This time of year is always an outstanding point in the growing calendar here at Eden. Not just because this morning during the daily round of feeding the chickens letting them out of their house and then checking on all the other animals, I plucked and ate fresh ripe peaches from one of our many peach trees.
Also because this is the peak of the growing season for all the other produce too, we have harvested the main crop of potatoes Fiona and one of our interns are picking and preserving in one way or another every day of the week at the moment.
Peaches are halved and bottled, made in to jam or dried for later use, or we eat them fresh off the tree, cut up and eaten with yoghurt for breakfast or made in to a desert like peach crumble for dinner.
Tomatoes are eaten fresh, used in cooked dishes, bottled ,roasted and bottled, or made in to sauce and bottled. We will still be eating these bottled tomatoes well in to next year, sharing them with our apprentices and students as they arrive throughout the year.
Courgettes, aubergines ,peppers, onions and more tomatoes along with fresh garden herbs are combined to make ratatouille, some for immediate consumption and excess bottled ready for the long winter evenings, when summer abundance is both a memory and an anticipated future event.
With most of the pumpkins yet to fully ripen they are still only used fresh from the garden in soups, stews or roasted along with potatoes for dinner. Later they will be steamed and bottled, roasted and bottled or made in to soups and bottled.
With yet still more produce to mention chard, cabbages, kales, beats and carrots, some for now and some for later.

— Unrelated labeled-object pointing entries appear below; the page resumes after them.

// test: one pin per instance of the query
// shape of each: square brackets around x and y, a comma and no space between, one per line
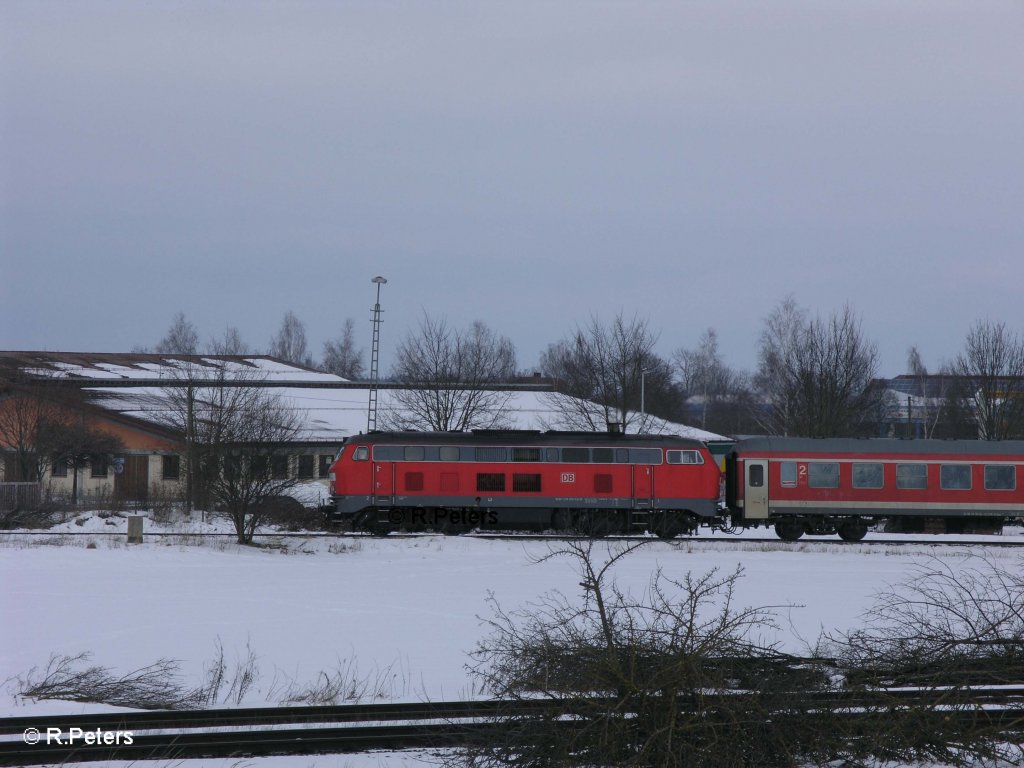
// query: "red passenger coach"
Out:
[585,481]
[804,485]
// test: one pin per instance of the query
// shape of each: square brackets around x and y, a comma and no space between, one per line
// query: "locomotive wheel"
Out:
[598,523]
[788,530]
[561,519]
[668,525]
[852,530]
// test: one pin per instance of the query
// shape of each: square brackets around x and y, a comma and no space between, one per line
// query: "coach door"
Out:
[383,482]
[756,489]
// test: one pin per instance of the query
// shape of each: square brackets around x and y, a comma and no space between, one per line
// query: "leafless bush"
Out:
[677,677]
[73,679]
[344,684]
[946,629]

Oh and did I mention the apples? we should never forget the humble apple in all its varieties and variations of flavour and colour, just one a day will keep the doctor away.
The bottled abundance of Eden, Fiona has been bottling for many years now and since arriving in France we have been collecting second-hand jars to fill with the summer gluts of produce that good design provide. This year Fiona and the interns have exceeded present jar capacity of 150 litre jars so we have been out buying yet more pre-owned, adding another 30 jars. Looking at the garden this morning its telling us clearly we should keep on looking and buying if we are to store its abundance this year and avoid wasting any.